Ajenos a la dialéctica de Andreíta y el pollo popularizada por Belén Esteban en la tele, dos profesores catalanes se enzarzan estos días en una contienda de gramáticos a propósito de la decadencia -o la lozanía- de la cultura en España. No tendrán tanto éxito de público como los debates de Sálvame, pero a cambio han desatado una encendida polémica que divide a la crema de la intelectualidad.

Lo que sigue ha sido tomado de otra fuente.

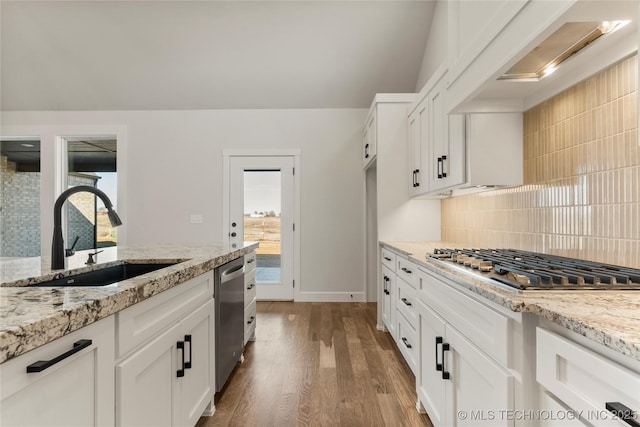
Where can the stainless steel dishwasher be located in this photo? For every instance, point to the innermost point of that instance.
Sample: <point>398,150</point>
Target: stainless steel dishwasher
<point>229,328</point>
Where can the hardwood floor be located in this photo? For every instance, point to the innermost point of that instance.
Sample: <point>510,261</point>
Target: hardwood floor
<point>318,364</point>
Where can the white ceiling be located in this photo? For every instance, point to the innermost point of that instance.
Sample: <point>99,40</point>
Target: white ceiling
<point>141,55</point>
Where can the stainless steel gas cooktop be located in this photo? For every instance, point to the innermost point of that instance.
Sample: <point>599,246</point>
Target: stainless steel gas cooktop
<point>523,270</point>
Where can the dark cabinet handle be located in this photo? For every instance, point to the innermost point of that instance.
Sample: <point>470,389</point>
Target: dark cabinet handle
<point>439,341</point>
<point>41,365</point>
<point>445,374</point>
<point>180,372</point>
<point>623,412</point>
<point>444,174</point>
<point>187,339</point>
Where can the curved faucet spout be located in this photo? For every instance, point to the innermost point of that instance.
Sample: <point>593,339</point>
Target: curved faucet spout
<point>58,259</point>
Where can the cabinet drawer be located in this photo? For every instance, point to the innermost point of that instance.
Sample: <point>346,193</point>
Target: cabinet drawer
<point>389,259</point>
<point>582,379</point>
<point>141,322</point>
<point>482,325</point>
<point>408,271</point>
<point>249,262</point>
<point>249,322</point>
<point>405,302</point>
<point>407,340</point>
<point>249,288</point>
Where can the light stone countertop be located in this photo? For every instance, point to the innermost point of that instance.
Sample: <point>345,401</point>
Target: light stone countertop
<point>610,318</point>
<point>33,316</point>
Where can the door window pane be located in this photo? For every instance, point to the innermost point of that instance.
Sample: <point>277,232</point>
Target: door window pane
<point>20,201</point>
<point>262,208</point>
<point>92,162</point>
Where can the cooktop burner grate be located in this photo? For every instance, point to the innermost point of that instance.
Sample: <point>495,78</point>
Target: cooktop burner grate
<point>525,270</point>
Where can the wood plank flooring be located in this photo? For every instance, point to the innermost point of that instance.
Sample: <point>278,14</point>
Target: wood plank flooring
<point>318,364</point>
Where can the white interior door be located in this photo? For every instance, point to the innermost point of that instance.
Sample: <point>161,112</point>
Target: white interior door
<point>261,208</point>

El turno de abrir fuego le tocó a Jordi Llovet con su ensayo "Adiós a la Universidad", en el que mantiene la teoría de que la alta cultura se está ahogando bajo las aguas del Plan Bolonia y en los procelosos mares de la Red, donde el esfuerzo es sustituido por la cultura del ocio. A esa diatriba ha respondido Jordi Gracia con otra en la que identifica como "melancólicos" a los intelectuales que miran nostálgicamente al pasado con el único propósito de "derogar el presente". Gracia califica su libro sobre el intelectual melancólico de "panfleto" y a su vez Llovet reputa el suyo de "homilía", con lo que la ironía y las ventas están garantizadas.

Siempre es de agradecer la vuelta del panfleto, tan injustamente denostado; por más que nada o casi nada haya de novedoso en esta polémica que enfrenta una vez más a pesimistas y optimistas, ahora divididos entre los partidarios de Homero y los de Steve Jobs. Probablemente se trate de una nueva ronda de la vieja y recurrente pendencia entre apocalípticos e integrados.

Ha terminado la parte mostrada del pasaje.